Dec 8, 2009, 2:40 AM
Sacrifice:

The writer's criticisms are not without foundation. There are many problems with higher education in the USA and we should work hard to improve our system.



The writer overlooks the fact that many people who go to college are not really college material and will not perform well academically regardless of where they go. Many students are more cut out to study as a tradesperson or enter an apprenticeship. The populist drives for 'universal college education' are wrong-headed. One needs only review the history of City College in NYC or the university system in France to see how well these programs work.
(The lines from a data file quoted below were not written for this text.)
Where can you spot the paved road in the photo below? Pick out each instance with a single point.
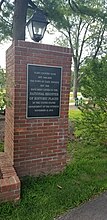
(96, 209)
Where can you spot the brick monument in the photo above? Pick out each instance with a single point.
(36, 127)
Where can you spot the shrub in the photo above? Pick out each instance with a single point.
(93, 126)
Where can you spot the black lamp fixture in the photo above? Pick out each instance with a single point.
(37, 25)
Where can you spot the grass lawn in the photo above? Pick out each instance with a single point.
(44, 198)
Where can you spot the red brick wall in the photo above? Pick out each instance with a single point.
(9, 181)
(36, 145)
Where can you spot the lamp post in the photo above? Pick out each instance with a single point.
(37, 25)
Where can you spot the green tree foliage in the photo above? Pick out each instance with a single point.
(93, 125)
(83, 25)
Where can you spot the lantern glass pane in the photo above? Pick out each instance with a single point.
(30, 29)
(39, 28)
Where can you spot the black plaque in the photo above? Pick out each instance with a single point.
(43, 91)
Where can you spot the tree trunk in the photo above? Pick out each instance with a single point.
(19, 20)
(75, 83)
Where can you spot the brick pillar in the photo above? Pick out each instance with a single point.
(35, 145)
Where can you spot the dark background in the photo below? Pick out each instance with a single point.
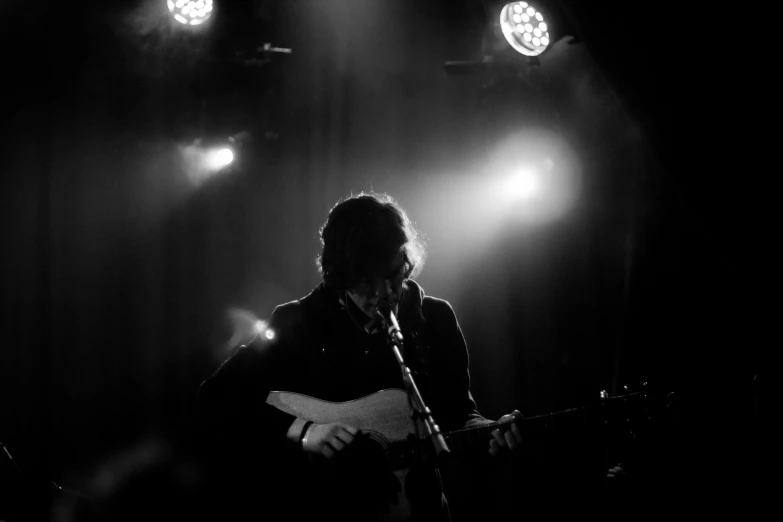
(119, 271)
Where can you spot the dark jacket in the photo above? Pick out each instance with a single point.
(318, 350)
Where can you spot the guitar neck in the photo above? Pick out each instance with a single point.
(571, 421)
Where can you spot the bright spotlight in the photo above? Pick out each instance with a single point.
(219, 158)
(189, 12)
(518, 36)
(521, 185)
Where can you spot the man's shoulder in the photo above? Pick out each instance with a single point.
(431, 306)
(292, 313)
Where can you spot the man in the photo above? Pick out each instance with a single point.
(332, 345)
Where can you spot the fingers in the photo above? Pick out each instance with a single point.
(335, 438)
(508, 436)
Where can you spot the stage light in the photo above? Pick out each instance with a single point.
(218, 158)
(517, 21)
(190, 12)
(521, 185)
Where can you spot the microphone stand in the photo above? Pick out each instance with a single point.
(419, 410)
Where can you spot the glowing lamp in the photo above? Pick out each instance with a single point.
(524, 28)
(189, 12)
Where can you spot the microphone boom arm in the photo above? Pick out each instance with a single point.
(417, 402)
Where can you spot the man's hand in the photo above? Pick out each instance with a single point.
(328, 439)
(505, 436)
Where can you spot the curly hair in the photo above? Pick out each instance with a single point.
(361, 235)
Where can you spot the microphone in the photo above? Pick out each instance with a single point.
(390, 320)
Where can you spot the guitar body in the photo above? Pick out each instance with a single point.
(384, 416)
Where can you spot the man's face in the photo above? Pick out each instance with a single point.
(384, 288)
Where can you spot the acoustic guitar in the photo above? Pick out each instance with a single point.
(385, 417)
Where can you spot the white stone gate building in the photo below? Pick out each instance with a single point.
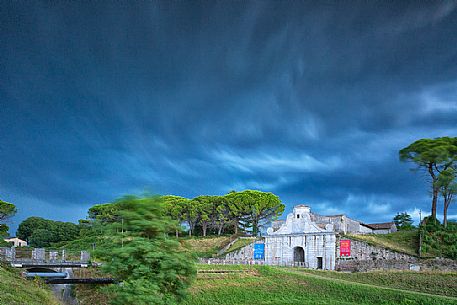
(300, 241)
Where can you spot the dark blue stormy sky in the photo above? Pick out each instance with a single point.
(311, 102)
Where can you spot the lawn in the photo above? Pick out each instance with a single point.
(276, 286)
(16, 290)
(206, 246)
(442, 283)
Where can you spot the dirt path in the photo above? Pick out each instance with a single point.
(305, 274)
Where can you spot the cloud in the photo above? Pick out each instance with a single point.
(309, 101)
(281, 162)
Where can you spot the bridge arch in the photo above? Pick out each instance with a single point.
(41, 270)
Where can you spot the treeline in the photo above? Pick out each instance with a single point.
(438, 159)
(247, 211)
(40, 232)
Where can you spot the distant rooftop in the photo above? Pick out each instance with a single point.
(380, 226)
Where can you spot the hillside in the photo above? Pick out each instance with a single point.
(16, 290)
(402, 241)
(207, 246)
(273, 285)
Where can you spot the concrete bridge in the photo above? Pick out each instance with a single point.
(40, 257)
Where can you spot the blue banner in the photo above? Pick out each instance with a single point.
(259, 251)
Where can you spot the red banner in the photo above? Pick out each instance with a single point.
(345, 247)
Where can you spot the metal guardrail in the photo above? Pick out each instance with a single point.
(41, 256)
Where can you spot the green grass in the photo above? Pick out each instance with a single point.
(402, 241)
(206, 246)
(442, 283)
(16, 290)
(279, 286)
(240, 243)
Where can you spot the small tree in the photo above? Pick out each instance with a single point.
(152, 267)
(447, 185)
(403, 221)
(257, 208)
(433, 156)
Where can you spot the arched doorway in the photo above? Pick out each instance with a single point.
(299, 255)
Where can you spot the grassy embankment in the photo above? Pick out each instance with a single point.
(16, 290)
(273, 285)
(402, 241)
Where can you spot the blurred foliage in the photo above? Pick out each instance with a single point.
(40, 232)
(144, 255)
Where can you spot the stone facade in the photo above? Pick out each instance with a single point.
(300, 241)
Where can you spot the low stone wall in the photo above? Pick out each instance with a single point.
(365, 257)
(361, 250)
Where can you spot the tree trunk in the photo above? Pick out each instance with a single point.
(219, 229)
(445, 214)
(435, 190)
(255, 227)
(447, 202)
(204, 226)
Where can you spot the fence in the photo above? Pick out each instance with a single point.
(220, 261)
(41, 255)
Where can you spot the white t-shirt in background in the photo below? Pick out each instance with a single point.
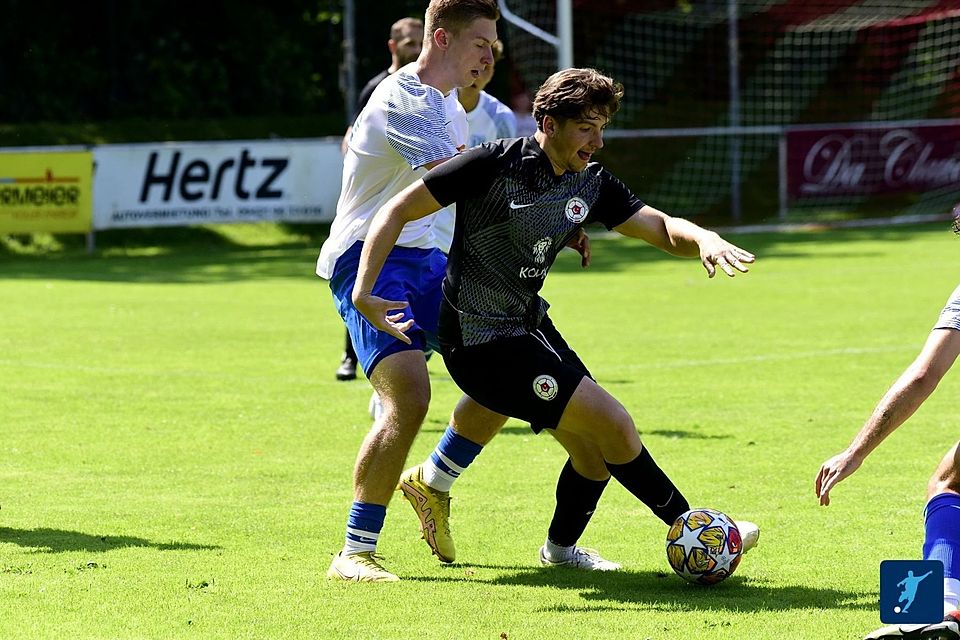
(489, 120)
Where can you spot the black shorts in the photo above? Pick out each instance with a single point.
(529, 377)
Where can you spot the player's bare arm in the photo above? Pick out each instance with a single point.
(581, 244)
(900, 402)
(683, 238)
(411, 204)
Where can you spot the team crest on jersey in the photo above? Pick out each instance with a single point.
(545, 387)
(540, 250)
(576, 210)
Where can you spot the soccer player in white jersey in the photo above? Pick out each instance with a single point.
(412, 122)
(487, 119)
(405, 44)
(519, 202)
(942, 511)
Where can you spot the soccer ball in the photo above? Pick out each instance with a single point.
(704, 546)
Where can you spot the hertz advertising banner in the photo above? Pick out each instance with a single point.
(187, 183)
(49, 191)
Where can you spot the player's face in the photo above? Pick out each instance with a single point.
(573, 142)
(408, 48)
(469, 50)
(485, 77)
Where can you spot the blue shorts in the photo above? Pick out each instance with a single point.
(410, 274)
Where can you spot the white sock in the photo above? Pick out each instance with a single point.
(557, 553)
(951, 595)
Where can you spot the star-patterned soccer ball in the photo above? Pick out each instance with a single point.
(704, 546)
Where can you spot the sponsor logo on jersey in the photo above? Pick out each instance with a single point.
(545, 387)
(576, 210)
(540, 250)
(533, 272)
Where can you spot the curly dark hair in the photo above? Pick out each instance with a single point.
(573, 93)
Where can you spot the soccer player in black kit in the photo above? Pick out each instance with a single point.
(519, 202)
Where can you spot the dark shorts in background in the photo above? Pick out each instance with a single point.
(529, 377)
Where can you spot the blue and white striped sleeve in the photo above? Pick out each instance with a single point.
(416, 122)
(950, 316)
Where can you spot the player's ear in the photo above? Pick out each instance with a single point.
(441, 38)
(549, 126)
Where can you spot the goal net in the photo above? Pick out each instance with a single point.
(800, 62)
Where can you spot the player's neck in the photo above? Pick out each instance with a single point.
(432, 71)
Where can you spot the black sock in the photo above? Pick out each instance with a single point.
(577, 499)
(644, 479)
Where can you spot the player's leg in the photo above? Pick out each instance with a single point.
(402, 382)
(942, 524)
(348, 365)
(398, 373)
(427, 485)
(594, 414)
(941, 542)
(579, 487)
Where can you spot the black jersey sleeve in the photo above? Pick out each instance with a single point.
(465, 175)
(616, 202)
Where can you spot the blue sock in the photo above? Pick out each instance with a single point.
(942, 542)
(363, 527)
(451, 458)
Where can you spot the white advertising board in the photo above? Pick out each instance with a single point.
(184, 183)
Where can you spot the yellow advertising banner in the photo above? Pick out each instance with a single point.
(50, 191)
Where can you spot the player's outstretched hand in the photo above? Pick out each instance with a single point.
(581, 243)
(833, 471)
(715, 252)
(377, 311)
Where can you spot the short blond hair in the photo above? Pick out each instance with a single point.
(456, 15)
(403, 25)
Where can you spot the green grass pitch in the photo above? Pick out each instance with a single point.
(175, 454)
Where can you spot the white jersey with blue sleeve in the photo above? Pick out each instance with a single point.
(489, 120)
(405, 125)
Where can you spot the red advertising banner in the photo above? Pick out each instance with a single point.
(868, 161)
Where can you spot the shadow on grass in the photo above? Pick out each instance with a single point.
(601, 591)
(681, 434)
(45, 540)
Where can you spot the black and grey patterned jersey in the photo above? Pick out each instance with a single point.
(514, 215)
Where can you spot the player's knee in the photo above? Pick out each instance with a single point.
(947, 476)
(405, 408)
(618, 430)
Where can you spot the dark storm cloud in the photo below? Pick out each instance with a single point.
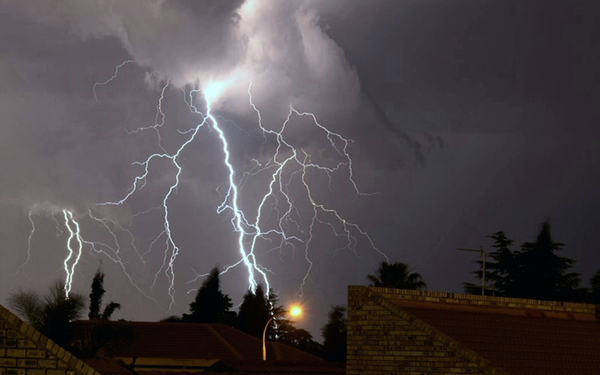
(480, 116)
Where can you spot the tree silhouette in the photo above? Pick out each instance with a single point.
(542, 274)
(535, 271)
(334, 335)
(595, 283)
(396, 275)
(50, 314)
(96, 300)
(210, 304)
(500, 271)
(254, 313)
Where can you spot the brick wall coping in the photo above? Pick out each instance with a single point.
(381, 296)
(476, 300)
(45, 343)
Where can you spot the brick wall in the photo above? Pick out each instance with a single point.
(25, 351)
(383, 339)
(477, 300)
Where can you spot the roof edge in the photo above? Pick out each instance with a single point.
(44, 342)
(379, 296)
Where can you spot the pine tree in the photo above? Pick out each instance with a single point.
(542, 274)
(254, 313)
(335, 333)
(210, 304)
(96, 300)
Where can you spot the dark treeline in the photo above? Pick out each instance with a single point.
(534, 271)
(257, 310)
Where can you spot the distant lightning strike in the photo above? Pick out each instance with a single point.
(286, 158)
(74, 252)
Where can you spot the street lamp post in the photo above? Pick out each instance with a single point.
(295, 311)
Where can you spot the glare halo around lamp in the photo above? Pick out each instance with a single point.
(294, 311)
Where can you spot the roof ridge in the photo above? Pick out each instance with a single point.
(224, 342)
(483, 362)
(45, 343)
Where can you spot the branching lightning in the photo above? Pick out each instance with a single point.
(278, 220)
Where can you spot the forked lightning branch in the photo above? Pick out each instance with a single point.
(287, 169)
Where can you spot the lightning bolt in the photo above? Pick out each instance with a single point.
(22, 266)
(111, 78)
(74, 252)
(277, 220)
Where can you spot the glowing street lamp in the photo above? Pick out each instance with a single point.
(294, 312)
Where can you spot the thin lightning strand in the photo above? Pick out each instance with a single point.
(287, 164)
(22, 266)
(73, 234)
(111, 78)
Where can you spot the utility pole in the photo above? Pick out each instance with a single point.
(483, 256)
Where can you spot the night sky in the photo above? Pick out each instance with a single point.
(466, 118)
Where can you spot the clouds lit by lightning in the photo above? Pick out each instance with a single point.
(286, 213)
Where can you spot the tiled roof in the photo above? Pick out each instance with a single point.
(107, 366)
(199, 341)
(518, 340)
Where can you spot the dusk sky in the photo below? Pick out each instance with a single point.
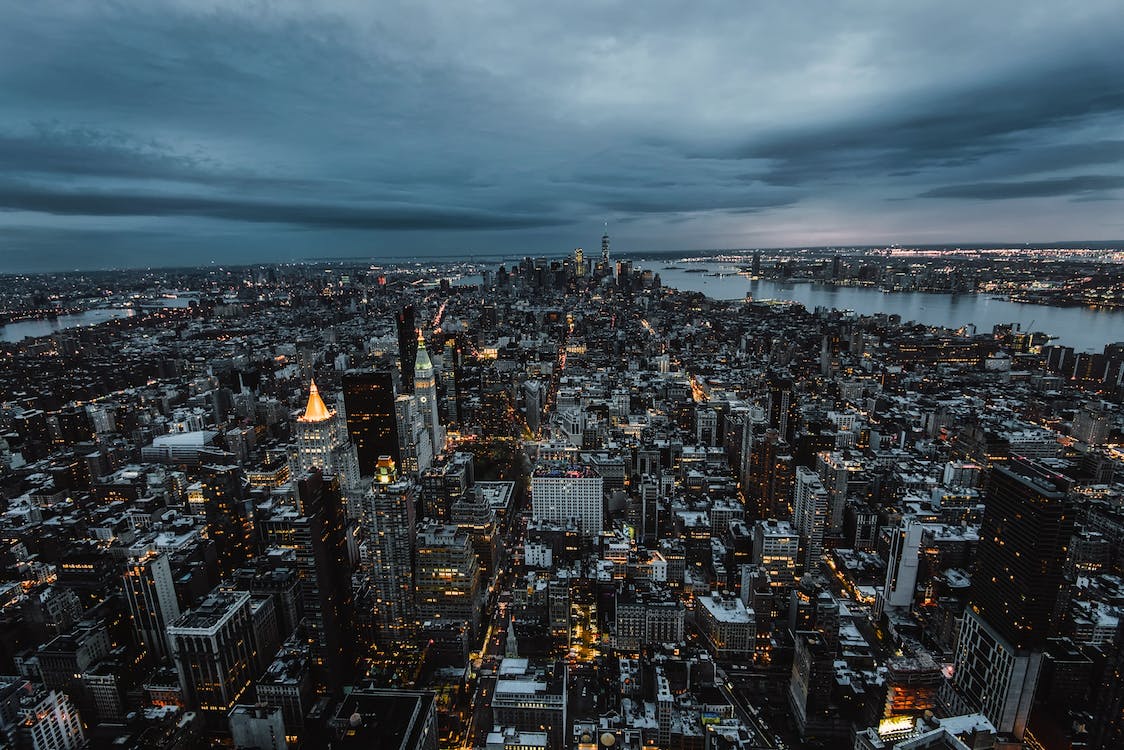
(165, 133)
The system of higher education in the USA is without question, for all of its faults the best in the world. No country is as egalitarian in its admission standards. No country offers the avenues for self-improvement that the US educational system does.

Dec 9, 2009, 7:32 AM
René:

@ Sacrifice



You might want to read an article written by William Deresiewicz;



http://www.theamericanscholar.org/the-disadvantages-of-an-elite-education/



Dec 28, 2009, 1:41 AM
Li:

Unfortunately, knowledge isn't something you can buy by/with/from? money. You have to do something to get it. But if your brain is occupied with sorrows about 1000s of Dollars of debts, you won't be able to focus your thinking on your homework. To do some brain work you must be free of other, maybe existential, problems.



Let me mention Darwin and Einstein. Both were free of financial problems when they made their discoveries. They had a safe job, or, in case of Darwin, a rich daddy. They had the necessary intellectual freedom to do research.



Knowledge is some sort of culture, and culture only can flourish if you haven't to struggle with other things.



Jan 17, 2010, 8:00 AM
cb:

Education has become a business of money not what can or should be learned.